I was involved at the Brumbies for over 13 years and they had a vision to be recognised as the pre-eminent provincial team and organisation in World rugby.
The homepage on the Brumbies website currently celebrates Pride, Passion and Excellence. The reality could not be further from the truth.
After spending the weekend at The Armidale School watching the future of Australian rugby battling it out during an Under 12's rugby carnival it reinforces what is important in this great game we play.

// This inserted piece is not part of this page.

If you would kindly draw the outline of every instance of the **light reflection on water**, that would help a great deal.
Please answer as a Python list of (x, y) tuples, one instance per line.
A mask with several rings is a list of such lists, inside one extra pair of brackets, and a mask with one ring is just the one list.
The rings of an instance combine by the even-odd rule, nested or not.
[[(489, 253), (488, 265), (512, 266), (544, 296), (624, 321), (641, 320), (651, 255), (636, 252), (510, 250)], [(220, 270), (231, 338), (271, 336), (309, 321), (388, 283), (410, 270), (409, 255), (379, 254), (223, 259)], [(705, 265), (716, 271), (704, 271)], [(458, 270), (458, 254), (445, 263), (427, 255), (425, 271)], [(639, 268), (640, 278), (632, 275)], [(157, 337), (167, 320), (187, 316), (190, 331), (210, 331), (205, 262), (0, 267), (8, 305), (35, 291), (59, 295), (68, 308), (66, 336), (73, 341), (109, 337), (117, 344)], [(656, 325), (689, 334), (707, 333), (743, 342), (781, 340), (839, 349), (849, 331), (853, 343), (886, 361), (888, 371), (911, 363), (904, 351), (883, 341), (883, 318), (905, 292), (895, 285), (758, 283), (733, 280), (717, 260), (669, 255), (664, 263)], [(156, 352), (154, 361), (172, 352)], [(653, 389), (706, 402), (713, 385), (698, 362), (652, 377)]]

It was well-administered, relied on volunteer support, ran smoothly, all the players and the spectators enjoyed the camaraderie and the spirit of rugby.
The weakest link at the moment for the Brumbies is their off field administration. Dramas regarding their board and its ongoing relationship with the CEO, pending AFP investigation, relationship management of major stakeholders, player management including the relocation of their current captain to Queensland and disgruntled supporters are the tip of the iceberg.
Great organisations understand what must never change and what is open for change. This ensures both continuity and progress. The culture that the Brumbies have been able to build in a short history is stronger than individuals.
This culture plays a strong part in high performing sporting organisations. It requires strong leadership at board, CEO, coaching and playing ranks. History will show that there are very few teams that overcome external turmoil and adversity to keep performing at an exceptional, winning level. Culture can have a long term impact through team recruitment, contract negotiations and retention.
The early 2000s Brumbies teams lived by the acronym Betterment, Respect, Unity, Mateship, Bravery, Intelligence, Enjoyment and Success. This reinforced what was important to us as a team. In many instances we continued on in an insular cocoon away from influences outside the team.
It takes an experienced and great team to believe that off field distraction will not impact or have an adverse affect on the field. In 2004 I was part of the Brumbies squad that won the Super Rugby Final despite the decision mid season not to extend the current coach David Nucifora's contract past the end of the year.
That decision was definitely a distraction. However, strong administration, complemented with a core of focused and experienced senior players allowed the team to keep their eye on the prize. 2004 ended with silverware.
The ongoing nature of the Brumbies current off field issues might be more of a long term, protracted and negative influence. The current senior players and leadership team in the 2016 squad, Ben Alexander, Stephen Moore, Scott Fardy, David Pocock, Matt Toomua and Christian Lealiifano will need to keep the current Brumbies squad focused and on track.
There was a slight wobble on the field after the Brumbies last game. A convincing loss at the hands of the Chiefs at Canberra Stadium. This loss would have led to a lot of analysis and soul searching during the Brumbies bye week. Often as a player all you want to do is get on with the competition and respond to a poor performance straight away. The last thing you want is extra time to stew about on field and off field issues.
Whether the timing coincided with the teams return to Australia after a three week tour, the media storm in what can only be described as a debacle, or just an off week is yet to be seen. As the Brumbies prepare to take on the Waratahs this weekend motivation and passion are two words that often do not need to be discussed in the lead up to this local derby.
The Brumbies' administration issues will hopefully not impact their on-field performance. This is the Brumbies' weakest link and they are a long way from being the best in the world.
A former Captain of the ACT Brumbies, Owen Finegan played 90 matches for the Brumbies and 56 Tests for the Wallabies. He is currently the CEO of The Kids' Cancer Project Australia.
The opinions expressed in this article are the views of the contributor and do not necessarily reflect the views and opinions of the ARU.